To mitigate the drop in sales, Deere launched cheaper financing promotions. Other companies followed the same strategy, such as Caterpillar, the giant mining and construction equipment manufacturer, which also has farmer customers.
Over the past 12 months, major companies in the farm equipment sector performed worse than the market average. Shares of industry leader Deere fell 9.5%, AGCO's were down 6.9% and CNH's plunged 25.6%, while the S&P 500 index rose 24.8% over the same period.
CNH's hard decline is a consequence of the company's margins being significantly lower than its rivals, according to industry experts. CNH announced in November that it would lay off 5% of its workers, to cut costs and improve competitiveness.
The stock's poor performance relative to the market average reflects pessimistic expectations for the coming year, according to analysts. Despite that, Deere, AGCO and CNH have increased their revenues and net profit in 2023. Deere earned 41% more, AGCO 37%, and CNH 17%.
Deere also announced in October that it was laying off 10% of a harvesting equipment plant in East Moline, Illinois. However, this decision was related to a strike that lasted for two years and is not a direct consequence of expected market cooling.
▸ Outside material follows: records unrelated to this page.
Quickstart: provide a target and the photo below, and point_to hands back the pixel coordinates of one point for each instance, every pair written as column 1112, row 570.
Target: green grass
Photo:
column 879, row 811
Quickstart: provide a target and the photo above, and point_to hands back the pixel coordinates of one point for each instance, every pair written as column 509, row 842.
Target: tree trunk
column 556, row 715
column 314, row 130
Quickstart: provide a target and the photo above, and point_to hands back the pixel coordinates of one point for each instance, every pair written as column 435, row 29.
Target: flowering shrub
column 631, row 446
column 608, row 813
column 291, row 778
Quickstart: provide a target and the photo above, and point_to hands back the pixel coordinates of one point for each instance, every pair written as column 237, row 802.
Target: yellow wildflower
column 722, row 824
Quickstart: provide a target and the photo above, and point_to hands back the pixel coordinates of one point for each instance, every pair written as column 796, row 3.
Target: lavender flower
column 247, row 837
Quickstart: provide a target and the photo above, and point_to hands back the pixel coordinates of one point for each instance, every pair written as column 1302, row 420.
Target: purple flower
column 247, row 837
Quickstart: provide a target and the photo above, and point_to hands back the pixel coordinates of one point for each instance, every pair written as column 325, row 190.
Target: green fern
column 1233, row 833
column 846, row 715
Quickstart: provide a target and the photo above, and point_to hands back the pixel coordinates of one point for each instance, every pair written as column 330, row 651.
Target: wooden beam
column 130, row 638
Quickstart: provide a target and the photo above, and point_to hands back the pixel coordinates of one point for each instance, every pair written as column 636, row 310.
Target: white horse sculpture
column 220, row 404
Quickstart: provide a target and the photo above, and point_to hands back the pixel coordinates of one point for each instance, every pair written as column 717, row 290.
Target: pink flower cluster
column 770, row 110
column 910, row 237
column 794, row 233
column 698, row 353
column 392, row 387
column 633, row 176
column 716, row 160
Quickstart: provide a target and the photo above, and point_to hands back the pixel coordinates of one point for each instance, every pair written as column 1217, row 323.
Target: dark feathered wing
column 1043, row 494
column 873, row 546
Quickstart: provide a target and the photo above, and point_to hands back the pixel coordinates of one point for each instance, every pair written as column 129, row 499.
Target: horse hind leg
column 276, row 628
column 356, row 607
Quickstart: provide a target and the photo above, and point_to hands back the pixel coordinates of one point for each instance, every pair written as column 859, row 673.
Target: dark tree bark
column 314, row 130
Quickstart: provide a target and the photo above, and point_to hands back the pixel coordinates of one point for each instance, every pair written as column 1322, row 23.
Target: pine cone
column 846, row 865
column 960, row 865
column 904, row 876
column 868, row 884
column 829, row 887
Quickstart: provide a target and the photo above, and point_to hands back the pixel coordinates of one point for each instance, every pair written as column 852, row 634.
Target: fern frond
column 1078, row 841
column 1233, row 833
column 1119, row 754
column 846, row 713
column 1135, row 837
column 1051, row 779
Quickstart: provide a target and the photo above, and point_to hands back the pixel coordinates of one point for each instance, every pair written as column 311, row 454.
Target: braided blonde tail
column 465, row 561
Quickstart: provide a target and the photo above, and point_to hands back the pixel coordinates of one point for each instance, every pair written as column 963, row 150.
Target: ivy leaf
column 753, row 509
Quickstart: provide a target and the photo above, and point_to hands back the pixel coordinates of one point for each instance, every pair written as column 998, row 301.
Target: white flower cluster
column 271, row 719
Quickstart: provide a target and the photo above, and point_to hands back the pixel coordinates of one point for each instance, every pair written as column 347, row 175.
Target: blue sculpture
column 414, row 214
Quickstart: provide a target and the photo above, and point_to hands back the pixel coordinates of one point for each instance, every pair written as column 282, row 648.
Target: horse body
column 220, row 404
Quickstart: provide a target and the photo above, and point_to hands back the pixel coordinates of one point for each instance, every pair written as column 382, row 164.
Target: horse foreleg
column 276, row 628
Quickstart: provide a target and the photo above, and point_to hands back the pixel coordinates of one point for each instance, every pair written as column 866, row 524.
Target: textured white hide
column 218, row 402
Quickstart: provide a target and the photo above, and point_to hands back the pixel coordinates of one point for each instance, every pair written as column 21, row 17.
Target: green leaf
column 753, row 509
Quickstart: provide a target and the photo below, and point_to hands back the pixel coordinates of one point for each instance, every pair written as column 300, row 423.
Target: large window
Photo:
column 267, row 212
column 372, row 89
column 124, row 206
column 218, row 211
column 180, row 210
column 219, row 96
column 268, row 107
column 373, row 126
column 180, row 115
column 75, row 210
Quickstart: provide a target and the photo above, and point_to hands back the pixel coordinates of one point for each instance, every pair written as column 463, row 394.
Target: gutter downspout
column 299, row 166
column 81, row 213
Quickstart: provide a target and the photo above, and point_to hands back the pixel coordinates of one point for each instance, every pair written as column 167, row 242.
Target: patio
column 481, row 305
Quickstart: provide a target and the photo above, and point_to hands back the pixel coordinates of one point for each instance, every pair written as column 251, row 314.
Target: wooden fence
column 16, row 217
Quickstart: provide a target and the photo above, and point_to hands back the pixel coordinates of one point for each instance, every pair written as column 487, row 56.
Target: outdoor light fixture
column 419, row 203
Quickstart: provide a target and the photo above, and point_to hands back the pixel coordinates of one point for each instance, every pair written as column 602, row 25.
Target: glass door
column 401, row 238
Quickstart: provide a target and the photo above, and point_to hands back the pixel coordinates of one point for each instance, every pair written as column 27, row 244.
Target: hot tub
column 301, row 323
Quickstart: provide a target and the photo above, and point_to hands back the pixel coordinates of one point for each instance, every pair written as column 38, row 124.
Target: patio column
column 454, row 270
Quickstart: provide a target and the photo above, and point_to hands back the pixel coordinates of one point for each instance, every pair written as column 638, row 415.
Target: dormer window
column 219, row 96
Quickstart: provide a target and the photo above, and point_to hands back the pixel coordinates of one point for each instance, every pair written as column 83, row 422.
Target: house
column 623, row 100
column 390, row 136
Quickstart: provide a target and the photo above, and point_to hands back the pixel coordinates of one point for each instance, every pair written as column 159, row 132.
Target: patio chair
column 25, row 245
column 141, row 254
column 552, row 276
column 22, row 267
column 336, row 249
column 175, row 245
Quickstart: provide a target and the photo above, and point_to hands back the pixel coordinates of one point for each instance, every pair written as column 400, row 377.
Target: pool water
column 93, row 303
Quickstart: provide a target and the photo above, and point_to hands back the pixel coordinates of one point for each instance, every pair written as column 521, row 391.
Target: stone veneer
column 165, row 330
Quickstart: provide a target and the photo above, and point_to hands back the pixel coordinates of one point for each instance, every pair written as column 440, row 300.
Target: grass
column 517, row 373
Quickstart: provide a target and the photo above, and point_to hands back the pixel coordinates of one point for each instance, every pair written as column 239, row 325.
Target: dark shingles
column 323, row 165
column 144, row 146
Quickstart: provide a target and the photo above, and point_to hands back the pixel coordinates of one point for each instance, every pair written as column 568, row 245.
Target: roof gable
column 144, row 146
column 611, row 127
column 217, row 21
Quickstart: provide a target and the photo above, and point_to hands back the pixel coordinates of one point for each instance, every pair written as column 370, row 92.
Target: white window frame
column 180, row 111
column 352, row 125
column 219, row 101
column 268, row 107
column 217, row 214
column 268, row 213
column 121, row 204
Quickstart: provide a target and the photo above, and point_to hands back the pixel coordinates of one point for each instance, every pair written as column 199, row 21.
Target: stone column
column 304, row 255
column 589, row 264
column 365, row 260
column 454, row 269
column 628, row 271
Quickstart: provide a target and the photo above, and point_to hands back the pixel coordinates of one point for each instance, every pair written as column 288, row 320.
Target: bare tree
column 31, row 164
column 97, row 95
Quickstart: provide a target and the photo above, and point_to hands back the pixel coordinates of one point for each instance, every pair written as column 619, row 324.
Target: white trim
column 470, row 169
Industry experts consider that, despite downward expectations for next year, the sector will recover by 2025. Therefore, attempts to cut costs would not result in massive layoffs in the major companies.
"Due to supply chain concerns after the pandemic, we learned a lot about just-in-time versus just-in-case production, but companies have been careful not to oversaturate the market," Blades said. "They have made good decisions and I don't think we will see massive layoffs. There are still worker shortages in factories."